Only a power with the arrogance to believe in its unique status as a force for good in the world could think of exposing its homeland to nuclear destruction in the interest of faraway peoples. America could live happily in its own hemisphere and let Europe go hang.

It is this exceptionalism that Mr Trump is turning his back on. The lightbulb moment for US allies came when Mr Trump was visiting the Nato headquarters in Brussels and dropped from his speech any reference to Nato’s collective defence principle. Though the president did later make a reference to it, this was the moment when it became clear that Mr Trump did not think Tallinn was worth sacrificing New York for.

And why should Americans die for faraway foreigners? When Nato-member Turkey shot down a Russian warplane after it strayed into its airspace from Syria, this could have been the start of all-out war between the alliance and Russia. This did not happen, but it was a theoretical possibility. The truth is that the world is now more complicated than in Cold War days. The war to control Syria is a struggle of all and against all, and the US and Turkey have utterly divergent goals.

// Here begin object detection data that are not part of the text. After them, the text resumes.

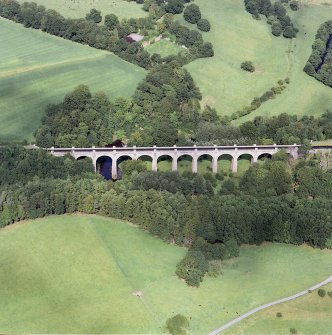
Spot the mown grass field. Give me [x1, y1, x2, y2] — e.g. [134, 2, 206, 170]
[18, 0, 147, 19]
[223, 284, 332, 335]
[0, 19, 146, 141]
[182, 0, 332, 122]
[0, 215, 332, 334]
[145, 39, 184, 57]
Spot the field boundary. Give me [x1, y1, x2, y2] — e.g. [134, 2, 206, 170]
[208, 276, 332, 335]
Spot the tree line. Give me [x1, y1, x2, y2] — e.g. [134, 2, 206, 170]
[244, 0, 299, 38]
[303, 20, 332, 87]
[35, 83, 332, 147]
[0, 147, 332, 286]
[0, 0, 213, 69]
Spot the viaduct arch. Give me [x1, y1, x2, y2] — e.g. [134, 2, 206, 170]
[46, 144, 300, 180]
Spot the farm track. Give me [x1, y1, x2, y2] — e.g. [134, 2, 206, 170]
[208, 276, 332, 335]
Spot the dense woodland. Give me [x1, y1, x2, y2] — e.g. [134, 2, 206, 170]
[0, 147, 332, 286]
[0, 0, 214, 69]
[0, 0, 332, 286]
[304, 20, 332, 87]
[244, 0, 299, 38]
[35, 83, 332, 147]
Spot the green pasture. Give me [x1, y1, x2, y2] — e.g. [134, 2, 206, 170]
[0, 19, 146, 141]
[182, 0, 332, 122]
[145, 39, 184, 57]
[0, 215, 332, 334]
[223, 284, 332, 335]
[18, 0, 147, 19]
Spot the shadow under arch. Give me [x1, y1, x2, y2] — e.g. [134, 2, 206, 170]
[177, 155, 193, 173]
[157, 155, 173, 172]
[116, 155, 132, 179]
[96, 156, 112, 180]
[237, 154, 254, 174]
[75, 156, 95, 171]
[137, 155, 152, 171]
[197, 154, 213, 174]
[218, 154, 234, 175]
[257, 153, 272, 160]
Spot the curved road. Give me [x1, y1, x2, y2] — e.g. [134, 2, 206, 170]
[208, 276, 332, 335]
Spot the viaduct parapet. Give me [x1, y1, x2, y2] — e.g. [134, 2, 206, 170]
[46, 144, 300, 179]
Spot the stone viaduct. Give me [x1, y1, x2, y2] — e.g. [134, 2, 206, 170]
[46, 144, 300, 179]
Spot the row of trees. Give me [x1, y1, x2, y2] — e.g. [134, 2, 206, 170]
[35, 82, 332, 147]
[244, 0, 299, 38]
[303, 20, 332, 87]
[183, 4, 211, 32]
[35, 61, 201, 147]
[128, 0, 214, 59]
[0, 0, 153, 69]
[194, 110, 332, 145]
[0, 0, 214, 69]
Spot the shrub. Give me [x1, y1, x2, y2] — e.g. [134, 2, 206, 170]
[317, 288, 326, 298]
[176, 250, 209, 287]
[85, 8, 102, 23]
[166, 314, 189, 335]
[208, 260, 221, 278]
[183, 4, 202, 23]
[197, 19, 211, 32]
[289, 0, 300, 11]
[272, 22, 282, 37]
[241, 61, 255, 72]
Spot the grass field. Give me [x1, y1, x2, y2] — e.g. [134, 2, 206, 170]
[145, 39, 184, 57]
[18, 0, 147, 19]
[0, 215, 332, 334]
[223, 284, 332, 335]
[0, 19, 146, 141]
[178, 0, 332, 122]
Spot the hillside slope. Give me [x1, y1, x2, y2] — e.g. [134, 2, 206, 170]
[0, 18, 146, 141]
[182, 0, 332, 122]
[0, 215, 332, 335]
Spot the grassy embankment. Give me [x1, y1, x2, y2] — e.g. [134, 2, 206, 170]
[0, 19, 146, 141]
[0, 216, 332, 334]
[178, 0, 332, 122]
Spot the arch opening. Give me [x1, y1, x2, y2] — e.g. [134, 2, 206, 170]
[178, 155, 193, 173]
[157, 155, 173, 172]
[197, 154, 213, 174]
[237, 154, 254, 175]
[96, 156, 112, 180]
[76, 156, 95, 171]
[218, 154, 234, 176]
[137, 155, 152, 171]
[116, 156, 132, 179]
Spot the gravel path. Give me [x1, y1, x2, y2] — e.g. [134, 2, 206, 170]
[208, 276, 332, 335]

The problem is more easily stated that the solution. For Germany, “taking our fate into our own hands” is a pipe dream after relying on the US defence umbrella for two generations. For Canada, Mr Trump’s demand to renegotiate the North America Free Trade Agreement is already damaging investment confidence, even if the final result is less drastic than once feared.

There are various ways that governments have found to respond. The Canadian prime minister, Justin Trudeau, has set in train a huge lobbying effort with US states and cities that share Ottawa’s views on trade, investment and climate change, effectively bypassing the federal government.

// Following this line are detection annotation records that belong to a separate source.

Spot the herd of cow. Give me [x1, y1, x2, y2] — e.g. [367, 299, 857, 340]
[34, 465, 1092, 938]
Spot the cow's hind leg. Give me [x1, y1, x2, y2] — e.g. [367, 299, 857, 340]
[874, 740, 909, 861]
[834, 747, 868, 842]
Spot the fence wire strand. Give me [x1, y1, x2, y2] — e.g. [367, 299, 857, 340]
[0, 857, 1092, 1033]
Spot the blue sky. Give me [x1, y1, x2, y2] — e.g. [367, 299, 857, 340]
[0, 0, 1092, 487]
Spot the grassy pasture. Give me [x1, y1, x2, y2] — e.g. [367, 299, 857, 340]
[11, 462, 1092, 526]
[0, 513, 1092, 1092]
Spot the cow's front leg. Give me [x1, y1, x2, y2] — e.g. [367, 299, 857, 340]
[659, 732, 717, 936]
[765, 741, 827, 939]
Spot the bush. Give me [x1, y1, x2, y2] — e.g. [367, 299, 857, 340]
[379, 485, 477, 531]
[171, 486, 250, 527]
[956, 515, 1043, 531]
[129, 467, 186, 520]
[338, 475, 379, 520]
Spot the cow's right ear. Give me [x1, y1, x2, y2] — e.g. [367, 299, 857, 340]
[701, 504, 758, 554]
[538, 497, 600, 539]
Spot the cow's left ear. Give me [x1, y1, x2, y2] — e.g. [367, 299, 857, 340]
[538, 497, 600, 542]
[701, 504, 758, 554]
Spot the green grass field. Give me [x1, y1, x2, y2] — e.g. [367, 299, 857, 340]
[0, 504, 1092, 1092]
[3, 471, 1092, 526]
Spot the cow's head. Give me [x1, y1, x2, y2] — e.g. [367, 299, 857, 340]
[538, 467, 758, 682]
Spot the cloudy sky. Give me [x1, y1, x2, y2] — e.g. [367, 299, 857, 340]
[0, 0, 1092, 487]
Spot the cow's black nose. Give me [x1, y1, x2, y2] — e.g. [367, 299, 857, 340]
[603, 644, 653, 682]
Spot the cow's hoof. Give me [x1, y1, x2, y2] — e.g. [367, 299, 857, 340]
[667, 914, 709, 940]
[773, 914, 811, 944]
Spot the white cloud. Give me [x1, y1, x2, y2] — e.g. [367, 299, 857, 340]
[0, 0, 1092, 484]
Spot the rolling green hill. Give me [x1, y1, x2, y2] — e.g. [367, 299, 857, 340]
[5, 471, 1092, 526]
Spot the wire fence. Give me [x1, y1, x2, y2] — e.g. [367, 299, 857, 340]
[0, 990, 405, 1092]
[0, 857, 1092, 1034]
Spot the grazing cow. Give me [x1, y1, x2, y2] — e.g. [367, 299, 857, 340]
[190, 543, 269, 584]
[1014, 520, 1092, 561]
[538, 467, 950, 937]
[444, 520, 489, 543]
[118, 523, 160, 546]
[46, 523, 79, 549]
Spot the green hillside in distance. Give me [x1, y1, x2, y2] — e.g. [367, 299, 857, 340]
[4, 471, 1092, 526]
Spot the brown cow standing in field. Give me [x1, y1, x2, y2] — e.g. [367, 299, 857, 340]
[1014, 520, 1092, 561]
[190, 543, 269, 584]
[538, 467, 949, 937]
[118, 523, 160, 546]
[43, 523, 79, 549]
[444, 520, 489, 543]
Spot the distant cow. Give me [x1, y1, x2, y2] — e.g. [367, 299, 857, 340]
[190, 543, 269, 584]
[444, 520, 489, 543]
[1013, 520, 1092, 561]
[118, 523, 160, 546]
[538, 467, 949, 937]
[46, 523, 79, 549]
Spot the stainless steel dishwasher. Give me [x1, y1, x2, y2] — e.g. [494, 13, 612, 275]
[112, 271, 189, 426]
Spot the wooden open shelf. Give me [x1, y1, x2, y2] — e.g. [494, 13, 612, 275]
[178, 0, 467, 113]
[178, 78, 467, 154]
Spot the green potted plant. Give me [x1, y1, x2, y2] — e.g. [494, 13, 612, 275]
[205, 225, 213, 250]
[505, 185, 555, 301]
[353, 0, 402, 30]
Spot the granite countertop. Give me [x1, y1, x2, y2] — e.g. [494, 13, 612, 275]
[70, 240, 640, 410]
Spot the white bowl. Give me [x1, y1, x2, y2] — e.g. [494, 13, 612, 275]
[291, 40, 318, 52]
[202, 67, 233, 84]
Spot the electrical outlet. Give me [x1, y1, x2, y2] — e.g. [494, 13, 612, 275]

In Australia, the issue is one of its defence in what some analysts call the “post-American world”. Should it dial back on its alliance with the US and recognise the rise of China?

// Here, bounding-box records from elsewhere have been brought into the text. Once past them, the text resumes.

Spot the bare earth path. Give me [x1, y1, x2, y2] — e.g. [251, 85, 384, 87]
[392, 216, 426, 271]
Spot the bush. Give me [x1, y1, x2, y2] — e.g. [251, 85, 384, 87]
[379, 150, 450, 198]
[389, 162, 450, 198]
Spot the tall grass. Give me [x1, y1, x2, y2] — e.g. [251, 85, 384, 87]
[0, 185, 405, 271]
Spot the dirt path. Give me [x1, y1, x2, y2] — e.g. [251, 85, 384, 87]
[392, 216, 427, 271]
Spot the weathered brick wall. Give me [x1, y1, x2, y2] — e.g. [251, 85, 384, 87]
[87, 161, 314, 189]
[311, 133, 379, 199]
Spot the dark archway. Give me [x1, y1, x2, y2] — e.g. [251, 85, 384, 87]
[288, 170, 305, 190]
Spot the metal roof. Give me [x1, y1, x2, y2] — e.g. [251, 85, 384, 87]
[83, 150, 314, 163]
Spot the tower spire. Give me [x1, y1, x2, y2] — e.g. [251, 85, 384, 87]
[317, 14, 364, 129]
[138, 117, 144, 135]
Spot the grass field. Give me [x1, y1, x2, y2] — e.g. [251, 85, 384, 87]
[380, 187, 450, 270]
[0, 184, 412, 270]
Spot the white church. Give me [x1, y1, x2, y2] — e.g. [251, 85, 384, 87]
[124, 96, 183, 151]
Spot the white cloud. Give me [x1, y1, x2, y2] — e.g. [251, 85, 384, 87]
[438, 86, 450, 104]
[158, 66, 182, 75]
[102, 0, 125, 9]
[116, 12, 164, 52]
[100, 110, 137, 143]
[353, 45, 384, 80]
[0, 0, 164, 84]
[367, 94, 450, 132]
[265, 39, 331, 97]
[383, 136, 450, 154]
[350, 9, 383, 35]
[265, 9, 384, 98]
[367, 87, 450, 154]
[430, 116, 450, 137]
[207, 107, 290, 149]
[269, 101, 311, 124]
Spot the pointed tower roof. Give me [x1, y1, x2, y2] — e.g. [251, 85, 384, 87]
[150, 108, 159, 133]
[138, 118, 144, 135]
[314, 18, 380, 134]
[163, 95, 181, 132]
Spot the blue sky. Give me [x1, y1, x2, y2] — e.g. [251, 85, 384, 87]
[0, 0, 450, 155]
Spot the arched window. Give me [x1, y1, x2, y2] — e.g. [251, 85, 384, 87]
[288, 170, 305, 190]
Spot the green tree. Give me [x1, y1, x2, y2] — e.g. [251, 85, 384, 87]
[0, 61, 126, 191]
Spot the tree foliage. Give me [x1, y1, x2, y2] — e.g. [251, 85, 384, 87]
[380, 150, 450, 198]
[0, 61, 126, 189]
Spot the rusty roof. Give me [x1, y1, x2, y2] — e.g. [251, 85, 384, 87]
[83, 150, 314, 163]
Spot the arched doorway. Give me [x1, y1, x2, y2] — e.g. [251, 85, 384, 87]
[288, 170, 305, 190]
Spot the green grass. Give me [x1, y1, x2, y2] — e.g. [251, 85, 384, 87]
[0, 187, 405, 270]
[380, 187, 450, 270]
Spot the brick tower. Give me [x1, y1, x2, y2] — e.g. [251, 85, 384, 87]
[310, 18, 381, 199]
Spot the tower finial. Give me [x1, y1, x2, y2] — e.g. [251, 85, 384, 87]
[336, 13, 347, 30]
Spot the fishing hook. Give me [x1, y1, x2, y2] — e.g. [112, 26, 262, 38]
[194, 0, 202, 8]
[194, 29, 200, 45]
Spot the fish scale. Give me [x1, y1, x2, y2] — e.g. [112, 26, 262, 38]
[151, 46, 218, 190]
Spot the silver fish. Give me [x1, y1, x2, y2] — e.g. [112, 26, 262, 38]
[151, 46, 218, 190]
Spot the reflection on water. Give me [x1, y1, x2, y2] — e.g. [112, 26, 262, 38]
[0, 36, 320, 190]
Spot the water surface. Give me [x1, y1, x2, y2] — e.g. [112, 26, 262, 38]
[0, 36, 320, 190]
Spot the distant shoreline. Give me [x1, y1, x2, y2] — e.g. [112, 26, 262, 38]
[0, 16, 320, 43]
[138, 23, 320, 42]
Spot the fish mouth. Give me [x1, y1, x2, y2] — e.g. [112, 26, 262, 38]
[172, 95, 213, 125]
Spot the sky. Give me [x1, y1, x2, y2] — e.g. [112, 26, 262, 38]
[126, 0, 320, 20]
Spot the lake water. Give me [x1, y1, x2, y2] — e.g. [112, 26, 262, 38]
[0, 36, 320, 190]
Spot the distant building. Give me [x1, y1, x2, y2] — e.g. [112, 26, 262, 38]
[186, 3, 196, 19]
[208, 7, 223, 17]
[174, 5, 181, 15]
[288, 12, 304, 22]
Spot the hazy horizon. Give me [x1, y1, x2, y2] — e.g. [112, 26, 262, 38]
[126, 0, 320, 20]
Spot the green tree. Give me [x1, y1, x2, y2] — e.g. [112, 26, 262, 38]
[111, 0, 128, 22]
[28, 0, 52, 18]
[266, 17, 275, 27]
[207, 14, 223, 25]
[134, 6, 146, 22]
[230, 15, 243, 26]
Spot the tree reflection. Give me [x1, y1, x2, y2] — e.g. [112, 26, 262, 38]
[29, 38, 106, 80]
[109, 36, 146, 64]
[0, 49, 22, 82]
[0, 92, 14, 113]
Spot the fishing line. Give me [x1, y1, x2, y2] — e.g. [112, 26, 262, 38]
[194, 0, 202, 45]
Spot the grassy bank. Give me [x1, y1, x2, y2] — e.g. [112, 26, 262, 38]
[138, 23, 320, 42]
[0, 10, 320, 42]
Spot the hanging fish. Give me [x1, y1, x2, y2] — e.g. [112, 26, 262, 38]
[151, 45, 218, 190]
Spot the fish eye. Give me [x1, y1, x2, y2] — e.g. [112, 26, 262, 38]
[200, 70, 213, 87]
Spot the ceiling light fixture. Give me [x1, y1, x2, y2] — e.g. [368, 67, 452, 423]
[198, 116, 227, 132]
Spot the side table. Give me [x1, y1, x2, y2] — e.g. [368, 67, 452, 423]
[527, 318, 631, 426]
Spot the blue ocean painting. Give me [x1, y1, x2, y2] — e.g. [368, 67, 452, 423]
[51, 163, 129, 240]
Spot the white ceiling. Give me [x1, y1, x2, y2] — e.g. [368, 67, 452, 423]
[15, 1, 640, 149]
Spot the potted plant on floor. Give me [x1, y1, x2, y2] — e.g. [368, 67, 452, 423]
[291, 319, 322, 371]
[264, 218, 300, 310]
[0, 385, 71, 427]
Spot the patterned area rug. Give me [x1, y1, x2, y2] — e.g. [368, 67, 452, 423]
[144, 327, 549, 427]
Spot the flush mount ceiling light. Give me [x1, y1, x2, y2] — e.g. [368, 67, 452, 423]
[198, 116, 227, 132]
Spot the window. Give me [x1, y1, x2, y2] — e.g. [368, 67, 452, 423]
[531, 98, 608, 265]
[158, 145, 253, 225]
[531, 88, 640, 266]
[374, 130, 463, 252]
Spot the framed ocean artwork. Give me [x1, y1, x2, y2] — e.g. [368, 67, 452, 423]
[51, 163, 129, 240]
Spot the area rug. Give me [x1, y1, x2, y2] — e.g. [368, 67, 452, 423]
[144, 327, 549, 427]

But it is the Chinese who have appeared most adept at responding to Mr Trump’s world view. During the campaign he promised to punish China for “raping” America’s workers, but President Xi Jinping seems to have charmed him.

The elements of the charm offensive are a few minor concessions to Trump businesses, opening up China to imports of US beef, and promises to relax rules on foreign ownership of Chinese companies and to buy $8 billion worth of US goods over five years. Mr Xi also persuaded the US president that he was unable to rein in the nuclear ambitions of his ally, the North Korean leader Kim Jong-un.

The facts and figures brought to the table by the Chinese are things that a businessman understands. In this case, Mr Trump was happy to climb down from his high opening bid if he got something in return.

For the moment Mr Trump has not crossed a Rubicon – he is still in mid-stream. The true nature of how the administration wields America’s overwhelming military power will not be seen in Syria, or in Europe, but most likely in North Korea.

Previous US administrations have held back from destroying North Korea’s nuclear reactor out of deference to China and an unwillingness to set the whole Korean peninsula ablaze, and most likely see the levelling of Seoul, the South Korean capital. If we are to take Mr Trump at his word that he will not allow North Korea to have nuclear weapons that can reach US soil, he will have no such qualms.